ASUS has upgraded the display for the Transformer Prime with an IPS+ panel. It still uses the same 10.1 size with the native 1280x800 resolution typical to most of the 10-inch tablets. Where it differs is in the brightness. It is easily one of the brightest screens available which will come in real handy when trying to use it outdoors but the glossy screen still makes it hard in direct sunlight. Viewing angles are also quite wide thanks to the IPS technology. The only downside is that the white colors tend to be a bit off white when the IPS+ technology is engaged. You can turn it into a regular IPS mode which dials back the brightness where it is still quite useable indoors but helps conserve battery life. This certainly rates as one of the best screens available in an Android Tablet but it does fall short of the color and resolution that the new retina display provides in the New iPad but is on par with Samsung Galaxy Tab 10.1 with its Super PLS screen.

Of course the Transformer Prime also features the optional $150 keyboard dock just like the original model did but that has also been slimmed down. With this attached to the tablet, it converts into a clamshell style computer with a full laptop style keyboard, trackpad pointer, full USB port and of course additional 22Whr battery pack that lets the system run longer. This of course does double the essential weight of the tablet as well as the thickness of the unit. Still, it is much smaller than a netbook and offers much better running times.

Even with all the great design and effort that was put into the Transformer Prime, there is still one major issue that impact the tablet. The metal shell and the position of the antennae had unintended consequences. Namely, the internal GPS receiver has some serious reception issues. In some cases, the GPS function of the tablet is nearly useless without some strong GPS satellites overhead and little to no buildings or plant cover. Because it was a hardware problem, there is no software adjustments that can fix the problem. ASUS has finally announced a GPS Extension Kit that is free until July 31, 2012 for registered users to order. This is a small bar that attaches to the dock connector to provide an external antennae for the GPS. While it is admirable that ASUS has provided this, the extension has the downside of use the dock connector which would prevent the use of the keyboard dock.
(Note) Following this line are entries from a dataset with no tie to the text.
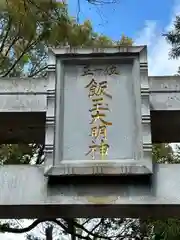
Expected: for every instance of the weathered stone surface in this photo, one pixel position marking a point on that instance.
(25, 193)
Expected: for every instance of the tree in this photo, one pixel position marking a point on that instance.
(27, 29)
(173, 37)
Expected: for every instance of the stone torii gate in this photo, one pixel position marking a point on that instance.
(144, 110)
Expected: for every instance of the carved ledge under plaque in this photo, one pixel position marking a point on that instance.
(98, 113)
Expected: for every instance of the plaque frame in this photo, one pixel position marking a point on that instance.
(54, 163)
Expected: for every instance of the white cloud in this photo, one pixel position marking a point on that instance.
(158, 48)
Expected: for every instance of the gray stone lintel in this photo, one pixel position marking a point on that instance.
(26, 193)
(23, 109)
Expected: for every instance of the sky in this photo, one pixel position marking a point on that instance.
(142, 20)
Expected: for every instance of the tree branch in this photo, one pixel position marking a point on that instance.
(6, 228)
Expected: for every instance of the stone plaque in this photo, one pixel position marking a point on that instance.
(98, 117)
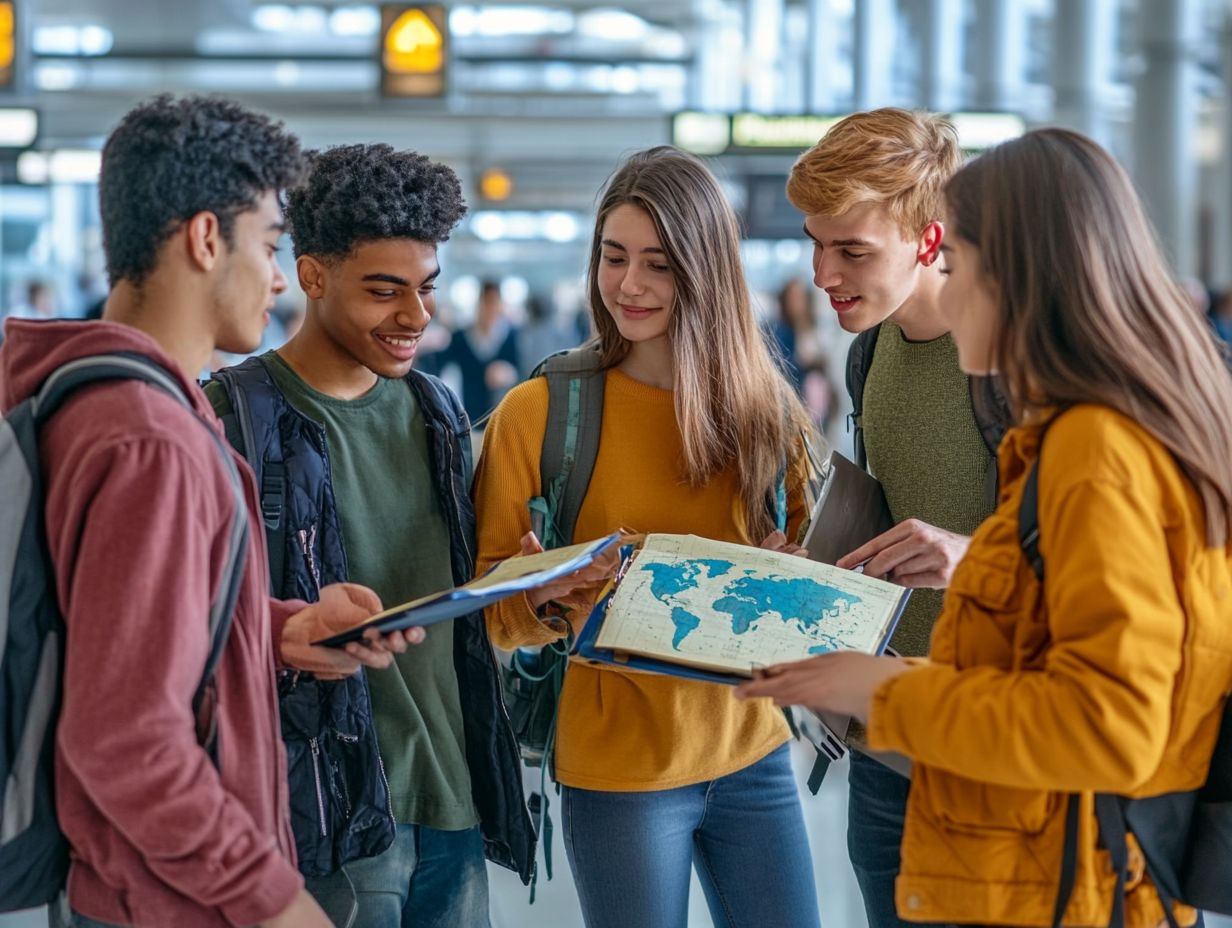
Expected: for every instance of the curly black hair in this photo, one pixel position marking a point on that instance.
(170, 159)
(357, 194)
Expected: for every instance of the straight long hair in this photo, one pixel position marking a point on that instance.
(1089, 311)
(733, 404)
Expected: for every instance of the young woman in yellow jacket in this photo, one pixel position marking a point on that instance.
(660, 773)
(1110, 677)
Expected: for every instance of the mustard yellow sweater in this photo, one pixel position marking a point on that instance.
(625, 731)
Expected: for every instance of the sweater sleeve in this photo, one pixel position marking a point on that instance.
(133, 544)
(506, 478)
(1097, 715)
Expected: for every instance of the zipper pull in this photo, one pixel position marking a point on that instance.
(307, 542)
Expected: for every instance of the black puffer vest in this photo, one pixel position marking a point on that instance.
(291, 461)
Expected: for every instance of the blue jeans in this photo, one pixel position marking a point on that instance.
(426, 879)
(631, 852)
(876, 814)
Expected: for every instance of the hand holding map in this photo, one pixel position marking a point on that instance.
(837, 683)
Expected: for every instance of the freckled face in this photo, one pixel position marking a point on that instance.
(635, 280)
(376, 302)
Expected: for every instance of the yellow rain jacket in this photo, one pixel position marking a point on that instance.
(1111, 680)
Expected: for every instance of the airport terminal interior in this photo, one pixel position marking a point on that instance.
(534, 104)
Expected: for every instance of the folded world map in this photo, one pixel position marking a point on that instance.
(729, 608)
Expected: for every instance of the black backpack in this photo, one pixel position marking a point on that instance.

In terms of the software, the Transformer Prime was release prior to Android 4.0. Because of this, the units ship with the 3.2 version of the software. Thankfully, it was one of the first tablets to be upgradable to the Android 4.0 version. It is highly advisable that users do this upgrade as it provides a much more stable and noticeably smoother experience.

Even though the Transformer Prime slimmed down, ASUS did not reduce the size of the battery. It still retains the same 25WHr capacity battery pack which is a fairly typical size for most 10-inch tablets. The new Tegra 3 processor should provide it with longer running times when used moderately but in video playback, much of these power saving features won't be used. In my video playback testing, the tablet was able to run for ten and a quarter hours. This is on par with the New iPad with its enormous battery pack necessary for its retina display. Now, if you add in the dock, you can expect to add roughly another six hours of video playback which makes it the longest running albeit it does make it much heavier than thicker.